The young couple, beautiful, strong, handsome, comely, together, loving each other with heart, soul, body... And there the spark of new life!
*HATE*
There was no conscious thought behind her actions she simply lashed out, deep inside the innocent girl, twisting the new innocent, perfect thing into something vile, noxious, and twisted. Even better the moment was spoiled! No more sweet lovemaking, only fear unknowing, terror at a feeling of pain unspeakable and doom twisting in the couple where moments before there had been only joy.
~Beginning~
"Get away you disgusting thing!" The foot of the washerwoman flew out and kicked Gag cruelly. His knotted body, bent and deformed was at least solid enough, despite his meager stature, to avoid any permanent damage, though he gasped in pain.
"Sorry Miss!" he gobbled, his voice never coming out quite right, never sounding like something that didn't send shivers up the spines of the hardiest souls. He just managed to duck most of the contents of the chamber pot she hurled after him.

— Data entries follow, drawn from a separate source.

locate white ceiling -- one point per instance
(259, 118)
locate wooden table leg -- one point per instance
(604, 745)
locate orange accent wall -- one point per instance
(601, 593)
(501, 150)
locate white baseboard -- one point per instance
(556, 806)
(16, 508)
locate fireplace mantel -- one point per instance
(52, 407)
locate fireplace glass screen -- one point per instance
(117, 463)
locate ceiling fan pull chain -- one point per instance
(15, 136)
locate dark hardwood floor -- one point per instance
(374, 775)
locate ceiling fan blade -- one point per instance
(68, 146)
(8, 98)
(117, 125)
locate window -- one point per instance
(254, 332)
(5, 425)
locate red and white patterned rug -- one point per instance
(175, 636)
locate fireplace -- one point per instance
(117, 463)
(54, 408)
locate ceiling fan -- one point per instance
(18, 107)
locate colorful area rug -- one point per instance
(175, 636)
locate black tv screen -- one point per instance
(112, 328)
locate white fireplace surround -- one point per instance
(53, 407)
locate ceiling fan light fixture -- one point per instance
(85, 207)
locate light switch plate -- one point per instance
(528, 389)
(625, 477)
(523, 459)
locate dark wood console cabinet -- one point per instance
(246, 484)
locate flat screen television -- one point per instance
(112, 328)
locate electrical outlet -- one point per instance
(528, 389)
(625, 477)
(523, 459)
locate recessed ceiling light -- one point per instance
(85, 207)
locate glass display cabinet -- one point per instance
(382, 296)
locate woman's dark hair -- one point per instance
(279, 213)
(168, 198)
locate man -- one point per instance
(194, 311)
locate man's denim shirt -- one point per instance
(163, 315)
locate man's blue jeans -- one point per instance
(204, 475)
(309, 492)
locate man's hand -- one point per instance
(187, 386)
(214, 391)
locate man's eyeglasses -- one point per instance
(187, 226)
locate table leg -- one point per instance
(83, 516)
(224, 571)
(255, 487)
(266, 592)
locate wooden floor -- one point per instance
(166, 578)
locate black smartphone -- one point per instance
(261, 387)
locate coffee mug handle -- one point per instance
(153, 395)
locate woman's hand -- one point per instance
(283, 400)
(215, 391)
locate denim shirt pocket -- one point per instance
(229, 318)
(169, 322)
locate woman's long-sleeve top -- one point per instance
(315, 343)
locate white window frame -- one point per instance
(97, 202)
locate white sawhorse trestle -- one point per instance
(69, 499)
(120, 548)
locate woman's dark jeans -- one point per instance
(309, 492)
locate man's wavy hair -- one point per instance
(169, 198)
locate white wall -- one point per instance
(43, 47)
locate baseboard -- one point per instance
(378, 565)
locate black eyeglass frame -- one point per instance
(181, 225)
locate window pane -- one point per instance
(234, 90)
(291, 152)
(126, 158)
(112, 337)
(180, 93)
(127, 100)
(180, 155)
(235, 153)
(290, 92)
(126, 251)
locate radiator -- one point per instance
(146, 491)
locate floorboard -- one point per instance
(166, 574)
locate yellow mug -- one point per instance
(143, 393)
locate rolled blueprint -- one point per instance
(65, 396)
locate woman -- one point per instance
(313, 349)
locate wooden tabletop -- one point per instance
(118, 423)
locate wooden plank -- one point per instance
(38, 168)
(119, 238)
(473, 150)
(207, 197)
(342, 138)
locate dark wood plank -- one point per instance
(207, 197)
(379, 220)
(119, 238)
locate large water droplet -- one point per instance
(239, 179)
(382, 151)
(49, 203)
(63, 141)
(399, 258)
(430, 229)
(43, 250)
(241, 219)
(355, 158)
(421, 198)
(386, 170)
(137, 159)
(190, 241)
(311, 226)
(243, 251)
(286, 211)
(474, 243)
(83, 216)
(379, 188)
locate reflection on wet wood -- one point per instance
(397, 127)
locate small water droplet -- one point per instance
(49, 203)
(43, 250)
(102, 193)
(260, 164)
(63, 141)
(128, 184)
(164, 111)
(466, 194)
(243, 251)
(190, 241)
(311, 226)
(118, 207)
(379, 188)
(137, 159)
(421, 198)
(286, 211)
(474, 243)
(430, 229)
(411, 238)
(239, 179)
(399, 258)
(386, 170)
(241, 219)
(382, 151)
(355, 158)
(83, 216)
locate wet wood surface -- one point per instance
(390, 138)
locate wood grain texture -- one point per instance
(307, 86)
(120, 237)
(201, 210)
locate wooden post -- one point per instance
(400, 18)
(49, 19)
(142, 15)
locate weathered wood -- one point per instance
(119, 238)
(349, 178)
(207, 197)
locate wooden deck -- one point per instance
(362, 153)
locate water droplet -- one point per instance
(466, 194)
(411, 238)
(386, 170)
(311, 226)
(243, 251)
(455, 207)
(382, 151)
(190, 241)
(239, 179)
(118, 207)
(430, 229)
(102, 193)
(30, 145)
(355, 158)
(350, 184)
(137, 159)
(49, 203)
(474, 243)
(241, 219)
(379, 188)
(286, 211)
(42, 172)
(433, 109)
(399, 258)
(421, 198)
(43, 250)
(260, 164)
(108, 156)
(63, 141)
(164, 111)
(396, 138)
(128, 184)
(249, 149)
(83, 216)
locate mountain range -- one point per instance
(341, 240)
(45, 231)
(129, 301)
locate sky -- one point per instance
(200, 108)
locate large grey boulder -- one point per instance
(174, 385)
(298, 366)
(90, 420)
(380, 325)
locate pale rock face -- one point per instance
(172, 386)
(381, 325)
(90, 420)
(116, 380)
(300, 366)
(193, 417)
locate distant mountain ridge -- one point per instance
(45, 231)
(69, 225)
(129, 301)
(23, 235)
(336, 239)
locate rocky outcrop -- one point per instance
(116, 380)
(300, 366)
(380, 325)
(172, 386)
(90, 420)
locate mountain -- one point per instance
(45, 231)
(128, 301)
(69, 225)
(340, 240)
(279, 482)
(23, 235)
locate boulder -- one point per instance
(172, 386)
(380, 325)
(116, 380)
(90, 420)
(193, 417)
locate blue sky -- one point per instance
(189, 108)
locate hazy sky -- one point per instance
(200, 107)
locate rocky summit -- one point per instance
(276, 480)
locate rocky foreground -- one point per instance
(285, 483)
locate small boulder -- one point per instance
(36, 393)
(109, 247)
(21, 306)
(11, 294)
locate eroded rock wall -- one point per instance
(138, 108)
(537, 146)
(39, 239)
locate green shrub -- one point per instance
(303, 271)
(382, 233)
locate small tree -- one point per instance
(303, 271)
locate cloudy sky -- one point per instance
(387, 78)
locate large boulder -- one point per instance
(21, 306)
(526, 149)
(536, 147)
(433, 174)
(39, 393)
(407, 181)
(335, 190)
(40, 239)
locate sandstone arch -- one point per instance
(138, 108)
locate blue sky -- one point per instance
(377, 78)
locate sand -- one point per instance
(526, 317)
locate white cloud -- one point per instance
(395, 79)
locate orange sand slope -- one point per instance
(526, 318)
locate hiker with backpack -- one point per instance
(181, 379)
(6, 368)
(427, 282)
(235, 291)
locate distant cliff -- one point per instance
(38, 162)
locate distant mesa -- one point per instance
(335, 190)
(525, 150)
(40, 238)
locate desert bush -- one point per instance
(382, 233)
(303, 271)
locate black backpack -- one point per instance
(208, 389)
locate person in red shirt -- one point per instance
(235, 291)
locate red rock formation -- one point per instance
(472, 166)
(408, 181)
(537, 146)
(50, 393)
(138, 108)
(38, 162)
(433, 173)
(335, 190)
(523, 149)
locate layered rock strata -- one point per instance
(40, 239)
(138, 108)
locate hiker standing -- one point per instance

"Noxious Troll! Be gone you foul creature!" It echoed after him as he half scampered, half hobbled down the alley, stopping to pick at some scraps that might almost have been edible. He didn't seem to notice, it had always been this way. He was not like them.
He didn't blame them as he eked out life at the edges of everything else, didn't blame his father for leaving his misshapen form at the church after his mother died giving birth, didn't blame the couple that had taken him in for raising him with their dogs, not their children. He wasn't like them; it had always been table scraps for him; it was what it was, nothing more. He didn't blame them when they took that from him, either. He had grown to adulthood, but never looked more like a man. Always just a strange misshapen boggle, even the dogs turned on him in the end. He had no place of his own, no one else like him.
Wistfully he stared out at the park from the shelter of some wretched flotsam, safe in the similarity. There in the light he saw children playing in the light of the sun and each other's regard. He wasn't jealous, only curious. As a child will regard a frog or a dog a porcupine before the quills, he gazed enthralled. Perhaps, it was this moment that started everything else, that changed his life.
A girl, blond, delicate thing, perhaps eight or nine, dancing with a ribbon, she swirled; she twirled, an angel in her grace. He was entranced. His eyes tracked her, the sunlight in her hair, the joy and life that emanated from her like rivers of sunlight and he was warm just looking at her, he felt safe... he'd never felt safe before, but the innocent joy of her at such perfect peace with the world around her left him with a touch of peace. It was too much. Without thinking his hand stole inside his little smock to the place his one possession lay: a beautiful agate stone the size of his thumb of such opalescent beauty that his heart ached to look at it. He had found it in the muck and it always reminded him that things could be beautiful and kind even if they seemed to be ugly. His foster mother had said that once...
He didn't think; he acted. He scampered out from the cover of his filth and to the angel of such grace. He tried to smile at her and unable to trust his voice he simply held up his treasure to her, an offering. She didn't cringe; she didn't scream; she smiled; she reached out and took the proffered jewel and said sweet thing of kindness in a voice of joy, acceptance, and thankfulness. Gag stood straighter than he ever had before. He felt 15 feet tall! And that's when it happened.
~CRACK~
The club hit him in the side, rough hands grabbed him and he whimpered. Rough voices yelled and the hands carried him like a piece of trash. He saw her once again for a brief second and his heart sank to see the shock and pain in her eyes.